Liberte Liberte
749
BLOG

M. Celiński: Ile jeszcze Smoleńska w polityce?

Liberte Liberte Polityka Obserwuj notkę 21

Od pięciu lat żyjemy w politycznym matriksie kręcącym się wokół kokpitu samolotu, którego wrak nie wraca do Polski. Nie ma kampanii wyborczej, nie ma debaty politycznej z udziałem dwóch dominujących w mainstreamie partii, żeby sprawa katastrofy prezydenckiego samolotu nie przewinęła się choćby w tle.

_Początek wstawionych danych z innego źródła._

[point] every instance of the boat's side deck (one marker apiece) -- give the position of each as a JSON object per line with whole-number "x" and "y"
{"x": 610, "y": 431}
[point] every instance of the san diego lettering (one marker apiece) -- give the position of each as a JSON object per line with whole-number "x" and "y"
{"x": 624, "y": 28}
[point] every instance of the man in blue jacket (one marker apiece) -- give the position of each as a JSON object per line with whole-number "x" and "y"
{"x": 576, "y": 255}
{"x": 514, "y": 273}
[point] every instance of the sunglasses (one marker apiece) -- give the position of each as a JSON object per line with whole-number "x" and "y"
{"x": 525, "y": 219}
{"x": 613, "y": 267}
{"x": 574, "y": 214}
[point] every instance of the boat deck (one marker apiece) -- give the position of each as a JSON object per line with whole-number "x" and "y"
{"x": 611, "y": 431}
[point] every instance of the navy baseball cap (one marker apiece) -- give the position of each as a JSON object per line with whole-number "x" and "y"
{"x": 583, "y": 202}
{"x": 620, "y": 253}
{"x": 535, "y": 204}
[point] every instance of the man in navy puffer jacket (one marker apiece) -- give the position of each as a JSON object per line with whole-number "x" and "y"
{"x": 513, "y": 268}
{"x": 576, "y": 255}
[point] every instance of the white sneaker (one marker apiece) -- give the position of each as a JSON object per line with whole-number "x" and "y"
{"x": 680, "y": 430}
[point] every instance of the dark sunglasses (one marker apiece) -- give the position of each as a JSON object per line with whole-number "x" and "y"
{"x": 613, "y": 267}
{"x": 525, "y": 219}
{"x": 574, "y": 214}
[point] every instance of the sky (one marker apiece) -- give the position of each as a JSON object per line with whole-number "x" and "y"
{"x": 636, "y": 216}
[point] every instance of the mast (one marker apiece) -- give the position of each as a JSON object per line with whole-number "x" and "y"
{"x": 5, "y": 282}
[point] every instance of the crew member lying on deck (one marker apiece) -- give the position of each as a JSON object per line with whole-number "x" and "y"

Obecna kampania prezydencka napawała nadzieją – narzucający jej ton kandydat PiSu trzymał się w bezpiecznej odległości od smoleńskich wspomnień, szukał zupełnie gdzie indziej tematów i osi sporu z urzędującym prezydentem.

Nic, co piękne nie trwa zbyt długo – oto pojawia się nowy, nieznany nam jeszcze odczyt zapisu rozmów pilotów z katastrofalnego lotu, bo po 4 latach z okładem ktoś pojechał do Moskwy z lepszym niż wcześniej sprzętem i dokonał szczegółowszego odczytu zapisu czarnej skrzynki. A potem ten czy zupełnie inny ktoś spowodował, że zapis wyciekł do mediów.

Nie mam pretensji do dziennikarzy – niby dlaczego dostając taki materiał nie mają z niego korzystać. Mam pretensję do wszystkich, którzy wrzucają ten stenogram do bieżącej gry, do wszystkich, którzy nie chcą zrozumieć, że tragedia smoleńska to historia, fatalna, straszna, nie do końca wyjaśniona, ale historia. A życie w 2015 roku to inne wyzwania. Polska i Polacy żyją i będą żyć nadal, zderzać się z nowymi zwycięstwami i porażkami i to powinno być podstawą polityki – a nie rozważania kto był, a kto nie w kokpicie.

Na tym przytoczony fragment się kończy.